Putting the pieces into a bowl of buttermilk to soak, she put the bowl into her icebox for a couple of hours.
Nanny would drain the chicken pieces, putting them on a Piece of Cut-rite waxed paper, she would salt, pepper and flour them. Taking a heavy twelve inch iron skillet, she would fill it with a combination of bacon grease and lard (now considered bad for you, I use peanut oil) and on the old gas stove bringing it to the point of frying. She would test the hotness of the grease by flicking a drop of water into the pan.
Lowering the flame slightly she would put the chicken pieces into the hot fat. Cooking them quickly to make them crispy, she would take them out, holding them over the skillet to drain and put them on a plate covered with a linen towel.
She would serve the chicken, not hot, but at room temperature. She thought it was better that way.
I have been trying to make fried chicken that tasted like Nanny’s all of my life. I go to the supermarket and buy what they call “chicken, cutup country style” resting and soaking in its own juices with a diaper on the bottom of the plastic package to contain any excess liquid.

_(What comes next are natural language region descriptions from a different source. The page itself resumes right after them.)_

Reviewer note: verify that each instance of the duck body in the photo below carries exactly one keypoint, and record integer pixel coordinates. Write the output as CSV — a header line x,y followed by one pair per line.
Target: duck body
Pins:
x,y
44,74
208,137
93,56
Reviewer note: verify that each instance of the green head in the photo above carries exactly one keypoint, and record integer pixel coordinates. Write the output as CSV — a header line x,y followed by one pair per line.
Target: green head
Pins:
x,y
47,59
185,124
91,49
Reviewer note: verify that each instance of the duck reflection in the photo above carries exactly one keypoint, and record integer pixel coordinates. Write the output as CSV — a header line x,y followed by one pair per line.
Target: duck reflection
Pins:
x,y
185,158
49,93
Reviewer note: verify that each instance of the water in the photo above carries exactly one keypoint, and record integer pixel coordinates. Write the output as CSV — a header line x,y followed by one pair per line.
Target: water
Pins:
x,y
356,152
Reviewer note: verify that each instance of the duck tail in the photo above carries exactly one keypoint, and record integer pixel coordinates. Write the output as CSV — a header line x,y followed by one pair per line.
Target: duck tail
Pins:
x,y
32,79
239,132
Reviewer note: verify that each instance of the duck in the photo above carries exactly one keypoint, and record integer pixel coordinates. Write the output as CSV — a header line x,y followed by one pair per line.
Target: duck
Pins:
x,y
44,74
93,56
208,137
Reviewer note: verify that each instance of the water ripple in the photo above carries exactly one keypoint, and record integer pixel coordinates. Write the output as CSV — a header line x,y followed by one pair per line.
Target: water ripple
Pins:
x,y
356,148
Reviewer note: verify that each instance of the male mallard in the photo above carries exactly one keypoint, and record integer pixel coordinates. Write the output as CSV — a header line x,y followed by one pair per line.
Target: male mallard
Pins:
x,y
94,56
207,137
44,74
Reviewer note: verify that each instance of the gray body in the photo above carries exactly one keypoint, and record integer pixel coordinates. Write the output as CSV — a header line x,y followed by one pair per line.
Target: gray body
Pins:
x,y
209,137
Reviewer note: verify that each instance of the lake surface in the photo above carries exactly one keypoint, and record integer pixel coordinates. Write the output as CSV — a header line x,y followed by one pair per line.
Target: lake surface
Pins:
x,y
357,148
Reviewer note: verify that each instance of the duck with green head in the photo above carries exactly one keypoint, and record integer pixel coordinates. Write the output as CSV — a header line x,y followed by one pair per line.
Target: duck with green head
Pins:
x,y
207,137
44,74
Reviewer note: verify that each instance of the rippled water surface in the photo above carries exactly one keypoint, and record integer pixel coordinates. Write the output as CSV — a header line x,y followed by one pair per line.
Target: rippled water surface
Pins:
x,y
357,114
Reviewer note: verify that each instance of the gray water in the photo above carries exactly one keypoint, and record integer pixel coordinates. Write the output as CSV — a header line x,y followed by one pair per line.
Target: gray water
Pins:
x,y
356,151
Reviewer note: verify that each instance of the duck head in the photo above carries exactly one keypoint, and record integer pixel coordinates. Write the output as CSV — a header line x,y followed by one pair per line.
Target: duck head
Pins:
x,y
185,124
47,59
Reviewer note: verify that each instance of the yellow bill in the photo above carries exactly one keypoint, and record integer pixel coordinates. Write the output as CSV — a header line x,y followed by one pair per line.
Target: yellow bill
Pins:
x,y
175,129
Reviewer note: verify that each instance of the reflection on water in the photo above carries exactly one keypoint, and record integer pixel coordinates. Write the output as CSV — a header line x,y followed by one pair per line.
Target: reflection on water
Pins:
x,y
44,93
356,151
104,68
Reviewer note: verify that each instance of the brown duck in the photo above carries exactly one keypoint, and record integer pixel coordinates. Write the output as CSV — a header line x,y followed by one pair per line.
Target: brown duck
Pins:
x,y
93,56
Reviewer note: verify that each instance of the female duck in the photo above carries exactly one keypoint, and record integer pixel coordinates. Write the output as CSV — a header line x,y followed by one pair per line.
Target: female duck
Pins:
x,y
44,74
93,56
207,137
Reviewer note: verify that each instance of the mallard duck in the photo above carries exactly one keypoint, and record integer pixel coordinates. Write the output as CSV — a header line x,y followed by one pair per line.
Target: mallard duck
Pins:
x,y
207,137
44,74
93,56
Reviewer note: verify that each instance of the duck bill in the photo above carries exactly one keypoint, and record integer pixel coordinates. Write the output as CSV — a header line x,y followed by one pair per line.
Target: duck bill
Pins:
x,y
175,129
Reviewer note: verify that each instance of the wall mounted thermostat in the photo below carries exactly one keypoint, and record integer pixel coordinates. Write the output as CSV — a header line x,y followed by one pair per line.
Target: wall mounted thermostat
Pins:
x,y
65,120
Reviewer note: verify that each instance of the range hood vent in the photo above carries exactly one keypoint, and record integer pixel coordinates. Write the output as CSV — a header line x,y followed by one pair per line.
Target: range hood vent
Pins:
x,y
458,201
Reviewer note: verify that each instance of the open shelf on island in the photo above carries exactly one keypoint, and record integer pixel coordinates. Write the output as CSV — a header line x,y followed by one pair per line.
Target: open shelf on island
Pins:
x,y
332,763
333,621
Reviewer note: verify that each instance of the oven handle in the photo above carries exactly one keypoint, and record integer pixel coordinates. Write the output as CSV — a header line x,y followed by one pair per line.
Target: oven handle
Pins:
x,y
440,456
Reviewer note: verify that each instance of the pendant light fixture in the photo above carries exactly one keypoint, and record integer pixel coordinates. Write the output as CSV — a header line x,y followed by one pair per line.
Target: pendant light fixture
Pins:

Stamped with the date of expiration, you don’t know the history of this bird. There is no pullybone in this package and the breasts look as if they came off of a turkey, “lots of white meat.”
Even following Nanny’s recipe there is no way to get these pieces crispy, they’re way too big and infused with water to add weight. The only thing I get out of this ritual is the memory of Nanny’s crispy southern fried chicken.
Yumm, Yumm.
See, the secret is the chicken that no longer exists.

Pale memories of growing up in the south...or when black was colored and white was white.